The round, brown bags in the left end of the outside compartment hold my two water hoses and the power extension cord.  They take up less room since they can be stored on edge and are neat and untangled when I want to use them.  The bags were advertised in a catalog from Nothern Tool and Equipment to hold jumper cables and, in fact, I use a fourth one for that purpose.  The jumper cables are stored under the cover for the spare tire.  The bags can be found online at

It is not obvious but there is a quick-disconnect on the water hose.  Connecting the hose without this is an invitation to skinned knuckles and language that may not endear you to your neighbor.



And last but not least is the sign on the back of our home.  We show our name and email address because we want people to communicate with us.  So far it hasn't resulted in any spam.  The common factor between us and the turtles has nothing to do with speed, although we are generally not in any hurry to get any place, but has to do with the fact that a turtle carries his home around with him and so do we.

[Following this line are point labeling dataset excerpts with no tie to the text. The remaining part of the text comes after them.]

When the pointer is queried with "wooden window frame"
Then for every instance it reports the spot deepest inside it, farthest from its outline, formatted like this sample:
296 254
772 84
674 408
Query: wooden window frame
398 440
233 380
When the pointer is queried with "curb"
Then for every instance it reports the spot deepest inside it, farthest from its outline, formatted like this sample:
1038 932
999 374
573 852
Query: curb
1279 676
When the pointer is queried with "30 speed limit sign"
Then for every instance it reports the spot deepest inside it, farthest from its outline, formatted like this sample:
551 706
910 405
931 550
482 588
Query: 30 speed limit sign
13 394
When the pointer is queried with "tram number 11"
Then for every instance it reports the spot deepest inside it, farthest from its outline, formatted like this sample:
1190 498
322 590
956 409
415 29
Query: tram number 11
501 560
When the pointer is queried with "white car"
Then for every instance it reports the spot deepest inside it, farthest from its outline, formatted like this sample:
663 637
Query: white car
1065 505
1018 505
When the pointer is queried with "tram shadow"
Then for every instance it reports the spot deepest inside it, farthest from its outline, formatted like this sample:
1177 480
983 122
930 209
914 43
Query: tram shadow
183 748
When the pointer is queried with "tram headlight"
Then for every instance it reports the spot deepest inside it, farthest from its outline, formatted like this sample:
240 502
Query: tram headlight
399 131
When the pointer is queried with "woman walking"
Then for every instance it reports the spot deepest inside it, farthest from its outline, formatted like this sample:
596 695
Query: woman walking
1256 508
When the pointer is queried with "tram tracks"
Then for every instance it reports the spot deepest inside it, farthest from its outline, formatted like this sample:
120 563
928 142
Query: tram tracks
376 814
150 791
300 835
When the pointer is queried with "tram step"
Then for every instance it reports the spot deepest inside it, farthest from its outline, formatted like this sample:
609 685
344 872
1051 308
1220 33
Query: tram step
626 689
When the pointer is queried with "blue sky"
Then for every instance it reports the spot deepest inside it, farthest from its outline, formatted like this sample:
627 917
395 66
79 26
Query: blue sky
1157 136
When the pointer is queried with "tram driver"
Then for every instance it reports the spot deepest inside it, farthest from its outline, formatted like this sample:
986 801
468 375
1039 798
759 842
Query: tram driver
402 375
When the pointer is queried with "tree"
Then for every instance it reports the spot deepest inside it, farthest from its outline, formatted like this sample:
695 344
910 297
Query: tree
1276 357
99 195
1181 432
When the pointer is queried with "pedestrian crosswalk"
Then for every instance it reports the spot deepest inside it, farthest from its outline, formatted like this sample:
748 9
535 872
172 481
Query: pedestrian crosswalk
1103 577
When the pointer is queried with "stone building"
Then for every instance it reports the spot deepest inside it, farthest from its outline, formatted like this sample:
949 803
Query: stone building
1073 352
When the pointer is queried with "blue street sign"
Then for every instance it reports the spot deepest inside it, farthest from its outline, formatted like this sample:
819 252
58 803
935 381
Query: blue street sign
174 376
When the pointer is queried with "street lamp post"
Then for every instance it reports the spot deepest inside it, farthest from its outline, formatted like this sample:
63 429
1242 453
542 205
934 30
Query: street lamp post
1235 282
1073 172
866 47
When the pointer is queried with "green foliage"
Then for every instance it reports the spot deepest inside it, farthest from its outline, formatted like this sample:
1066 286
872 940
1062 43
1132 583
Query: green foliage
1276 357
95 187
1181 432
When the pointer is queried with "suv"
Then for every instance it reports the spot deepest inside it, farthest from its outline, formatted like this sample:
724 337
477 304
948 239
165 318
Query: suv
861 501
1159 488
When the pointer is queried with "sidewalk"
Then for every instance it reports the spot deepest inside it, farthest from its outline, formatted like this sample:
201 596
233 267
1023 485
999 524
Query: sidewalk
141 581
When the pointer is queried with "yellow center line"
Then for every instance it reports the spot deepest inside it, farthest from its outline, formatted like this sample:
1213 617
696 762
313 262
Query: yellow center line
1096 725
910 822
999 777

The four strange looking characters between the two turtles is the Cherokee word for "turtle".  It is written using the Cherokee alphabet invented by a Cherokee named Sequoia in the early 1800s and is still used today.  Sequoia did not speak English nor could he read or write in any language.  He used the characters from an old English book having no idea what they meant.  It looks strange to us but it works very well.  By 1860, there were a number of books and newspapers being published in the Cherokee Nation, more than in any state in the union.  There was also, by the way, a 95% literacy rate there compared to about 30% in any state.  In case you haven't already guessed, I am a half-breed Cherokee out of Oklahoma and rather proud of it .


None of the changes or additions we have made are very significant but together they have made living and traveling in this small rig not only possible but the greatest of pleasures.